Los acreedores disidentes o disconformes que gocen de garantía real, por la parte de su crédito que no exceda del valor de la garantía : a los que se extenderá el efecto de espera con un plazo no superior a cinco años y la conversión de deuda en préstamos participativos durante el mismo plazo si el acuerdo hubiera sido suscrito por otros acreedores con garantía real que representen el sesenta y cinco por ciento del valor de las garantías aceptantes sobre el valor total de las otorgadas. Si ese porcentaje fuera del ochenta por ciento se les extenderán las esperas de cinco a diez años y las quitas sin límite, así como la conversión de deuda en acciones o participaciones de la sociedad deudora, en préstamos participativos o la cesión de bienes o derechos a los acreedores en pago de la totalidad o parte de la deuda (DA 4a.4 LC).

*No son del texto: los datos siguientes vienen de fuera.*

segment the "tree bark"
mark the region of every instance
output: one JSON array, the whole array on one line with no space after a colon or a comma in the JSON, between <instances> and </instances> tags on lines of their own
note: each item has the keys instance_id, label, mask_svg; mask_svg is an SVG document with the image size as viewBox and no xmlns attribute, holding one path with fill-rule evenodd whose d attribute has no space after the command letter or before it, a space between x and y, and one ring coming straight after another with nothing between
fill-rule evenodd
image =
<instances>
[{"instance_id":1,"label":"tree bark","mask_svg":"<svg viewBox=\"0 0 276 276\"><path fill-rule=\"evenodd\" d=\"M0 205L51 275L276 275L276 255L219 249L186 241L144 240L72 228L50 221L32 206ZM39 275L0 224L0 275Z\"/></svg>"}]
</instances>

No obstante las reglas anteriores, aquellos acreedores de pasivos financieros disidentes o disconformes que resulten afectados por la homologación mantendrán sus derechos frente a los obligados solidariamente con el deudor y frente a los fiadores y avalistas de éste, quienes no podrán 190invocar ni la aprobación del acuerdo ni los efectos de la homologación. En cuanto a los acreedores financieros que hubieran suscrito el acuerdo, el mantenimiento de sus derechos frente a los demás obligados, fiadores o avalistas del deudor dependerá de lo que se hubiera acordado en la respectiva relación jurídica.

Por último, debe señalarse que en caso de incumplimiento del acuerdo de refinanciación homologado, cualquier acreedor, adherido o no al mismo, podrá solicitar, ante el juez que lo hubiera homologado, la declaración de incumplimiento. Esta solicitud, que se tramitará por un procedimiento equivalente al incidente concursal , se remitirá al deudor y a todos los acreedores comparecidos para que puedan oponerse a la misma. Declarado el incumplimiento, los acreedores podrán instar la declaración de concurso o iniciar ejecuciones singulares.